Now being sought out, with the hope of reintroduction, is the persimmon plant, source of a natural perfume highly valued for its use in religious rites and medical preparations in the ancient world. The Queen of Sheba is credited with bringing the plant to the area. On her historic visit to King Solomon some 3000 years ago, she brought with her a gift of persimmon shoots.
The shoots were transplanted to the oases of Ein–Gedi, where perfumers extracted the essence to create the sought-after perfume.

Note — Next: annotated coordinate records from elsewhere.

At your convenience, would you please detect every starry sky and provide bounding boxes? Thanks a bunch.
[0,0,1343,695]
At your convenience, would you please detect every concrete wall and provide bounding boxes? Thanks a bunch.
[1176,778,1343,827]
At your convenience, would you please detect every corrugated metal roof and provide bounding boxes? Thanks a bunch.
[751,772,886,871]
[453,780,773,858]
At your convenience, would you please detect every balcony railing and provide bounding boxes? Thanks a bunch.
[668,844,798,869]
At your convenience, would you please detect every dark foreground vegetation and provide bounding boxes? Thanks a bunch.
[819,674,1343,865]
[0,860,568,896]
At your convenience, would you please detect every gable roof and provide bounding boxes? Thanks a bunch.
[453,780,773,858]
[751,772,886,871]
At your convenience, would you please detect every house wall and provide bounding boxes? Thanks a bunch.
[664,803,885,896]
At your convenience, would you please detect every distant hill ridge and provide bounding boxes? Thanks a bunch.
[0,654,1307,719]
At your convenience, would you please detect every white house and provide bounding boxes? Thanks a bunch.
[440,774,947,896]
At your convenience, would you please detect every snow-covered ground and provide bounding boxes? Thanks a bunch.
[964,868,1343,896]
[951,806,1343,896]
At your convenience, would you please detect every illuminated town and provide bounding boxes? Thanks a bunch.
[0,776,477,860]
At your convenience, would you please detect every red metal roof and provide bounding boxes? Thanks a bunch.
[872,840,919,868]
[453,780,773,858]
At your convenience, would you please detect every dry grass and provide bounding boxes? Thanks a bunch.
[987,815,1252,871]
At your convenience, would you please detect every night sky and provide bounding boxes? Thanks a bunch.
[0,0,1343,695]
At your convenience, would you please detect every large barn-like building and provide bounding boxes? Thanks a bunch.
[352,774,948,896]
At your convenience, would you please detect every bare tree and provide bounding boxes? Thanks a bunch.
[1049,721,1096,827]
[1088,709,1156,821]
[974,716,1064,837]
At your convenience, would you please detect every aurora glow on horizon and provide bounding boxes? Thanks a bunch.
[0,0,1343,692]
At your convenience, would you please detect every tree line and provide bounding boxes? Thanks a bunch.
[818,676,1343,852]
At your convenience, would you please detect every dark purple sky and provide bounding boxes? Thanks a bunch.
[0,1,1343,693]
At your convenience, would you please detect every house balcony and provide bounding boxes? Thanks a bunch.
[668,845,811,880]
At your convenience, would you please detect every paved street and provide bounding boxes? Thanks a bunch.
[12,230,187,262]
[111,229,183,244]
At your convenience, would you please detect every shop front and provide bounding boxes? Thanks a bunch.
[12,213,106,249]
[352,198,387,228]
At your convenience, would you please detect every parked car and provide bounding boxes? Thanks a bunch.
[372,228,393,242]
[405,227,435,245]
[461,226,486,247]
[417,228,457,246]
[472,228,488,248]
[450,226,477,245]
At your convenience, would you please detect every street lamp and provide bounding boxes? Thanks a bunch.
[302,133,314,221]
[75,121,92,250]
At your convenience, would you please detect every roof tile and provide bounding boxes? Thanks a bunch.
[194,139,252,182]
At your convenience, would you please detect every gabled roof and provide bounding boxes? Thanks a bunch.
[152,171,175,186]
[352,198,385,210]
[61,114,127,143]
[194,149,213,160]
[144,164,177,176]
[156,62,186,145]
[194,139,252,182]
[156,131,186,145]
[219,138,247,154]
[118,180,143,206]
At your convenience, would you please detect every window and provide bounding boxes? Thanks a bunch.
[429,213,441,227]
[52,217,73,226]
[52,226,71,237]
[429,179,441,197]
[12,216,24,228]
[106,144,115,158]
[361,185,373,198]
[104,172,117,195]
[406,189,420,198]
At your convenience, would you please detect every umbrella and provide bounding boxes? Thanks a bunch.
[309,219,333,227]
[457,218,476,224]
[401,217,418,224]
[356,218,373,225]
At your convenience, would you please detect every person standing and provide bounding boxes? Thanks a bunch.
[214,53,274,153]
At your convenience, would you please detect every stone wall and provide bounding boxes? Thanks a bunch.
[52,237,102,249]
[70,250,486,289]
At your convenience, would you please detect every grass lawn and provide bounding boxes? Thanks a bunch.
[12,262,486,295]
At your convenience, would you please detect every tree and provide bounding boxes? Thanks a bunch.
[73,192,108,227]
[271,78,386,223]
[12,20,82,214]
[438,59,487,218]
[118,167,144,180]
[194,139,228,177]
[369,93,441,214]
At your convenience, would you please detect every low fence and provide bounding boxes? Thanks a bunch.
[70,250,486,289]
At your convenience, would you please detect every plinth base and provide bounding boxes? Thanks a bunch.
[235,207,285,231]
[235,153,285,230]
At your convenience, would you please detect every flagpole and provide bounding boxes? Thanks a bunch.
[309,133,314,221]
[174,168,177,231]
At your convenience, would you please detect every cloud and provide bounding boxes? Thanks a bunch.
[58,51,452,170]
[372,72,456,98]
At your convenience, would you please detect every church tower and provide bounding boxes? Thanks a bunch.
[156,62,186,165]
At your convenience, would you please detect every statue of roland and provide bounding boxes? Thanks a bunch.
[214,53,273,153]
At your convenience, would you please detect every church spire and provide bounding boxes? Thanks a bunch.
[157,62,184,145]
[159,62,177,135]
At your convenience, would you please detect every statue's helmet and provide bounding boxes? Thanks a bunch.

In the 1960s, archaeologists searching the caves of Ein-Gedi came across a 2,000- year-old jug of still-fragrant oil. The plant, itself, long ago disappeared without a trace. With the help of Israeli botanists, the garden is giving high priority to its reintroduction.
Kibbutzim embracing tourism …
Kibbutzim (plural of kibbutz) are unique to Israel. The first kibbutz was established in 1909 near the Sea of Galilee; today there are approximately 270 communal settlements scattered throughout the country. Founders of the movement, most from Eastern Europe, were pioneers eager to forge a new way of life. In spite of the hostile environment, their inexperience with physical labor and lack of agricultural know-how, the scarcity of water and shortage of money, the pioneers developed thriving societies. Over the years they made barren lands bloom.
Modern-day kibbutzim has expanded from its early days of solely agricultural endeavor into various types of industry, although most retain some aspect of working the land. Many have embraced tourism, as has Kiibbutz Ein-Gedi.
In addition to operating a water-bottling plant, the kibbutz is a popular holiday destination with a 120-room resort-style hotel, restaurants, impressive conference facilities, swimming and therapeutic pools, tennis courts, and a full-service spa – all on the edge of the Dead Sea. Tourism has made Kibbutz Ein-Gedi one of Israel’s most wealthy settlements.
Of this I was not aware at the time of my visit. With “kibbutz” and “self-sustaining agriculture” firmly intertwined in my mind, I ask Zabu, as we pause to admire a display of blue agave – “homeland, Mexico” – if we might take a look at the kibbutz’ produce garden.
With a hearty laugh and a couple of words, Zabu lets me know that we would not be admiring plots of plants headed for the kibbutz’ kitchens: “We buy vegetables,” he says. “Grow money.”